David Gooblar is Associate Director of the Center for the Advancement of Teaching at Temple University and the author of The Missing Course: Everything They Never Taught You About College Teaching. Since 2013, he’s written a regular column on college teaching for The Chronicle of Higher Education.

Gooblar posits that to grow and improve one’s teaching means adopting the right mindset vs. finding the “right” set of instructional strategies. In “Do Students Really Learn Nothing From a Lecture?“, Gooblar writes,

“A lecture delivered to students you see as fixed quantities — you think some are smart enough to handle the material while others aren’t and never will be — is going to take a certain shape. A lecture designed with the understanding that students can improve with the right combination of practice and feedback will probably look a lot different …

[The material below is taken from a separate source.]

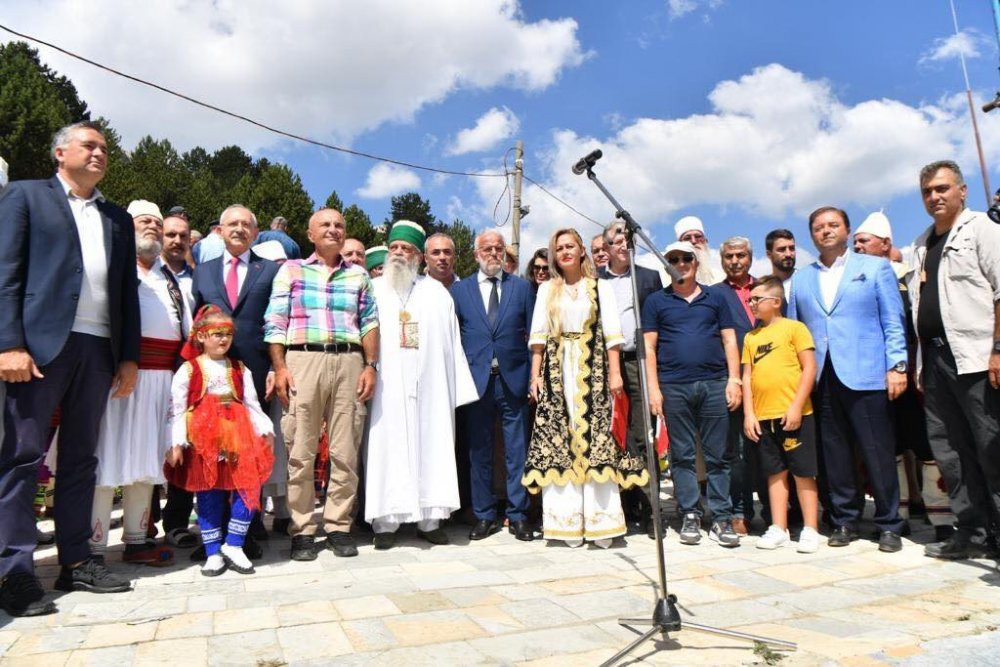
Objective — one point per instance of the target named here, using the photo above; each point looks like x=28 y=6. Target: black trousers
x=963 y=426
x=864 y=417
x=78 y=381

You are more likely to give an effective lecture if you are thinking about how students learn as you prepare it. If you compose and deliver a lecture thinking that you can just pour knowledge into students’ heads, you’re not going to succeed nearly as well. And that’s not because you “lectured.” It’s because you were working off of faulty pedagogical assumptions (and/or couldn’t be bothered to teach more effectively).

Learning works through active engagement by the learner. Only students can do the work of learning; all the instructor can do is try to create the conditions within which students are more likely to do that work.”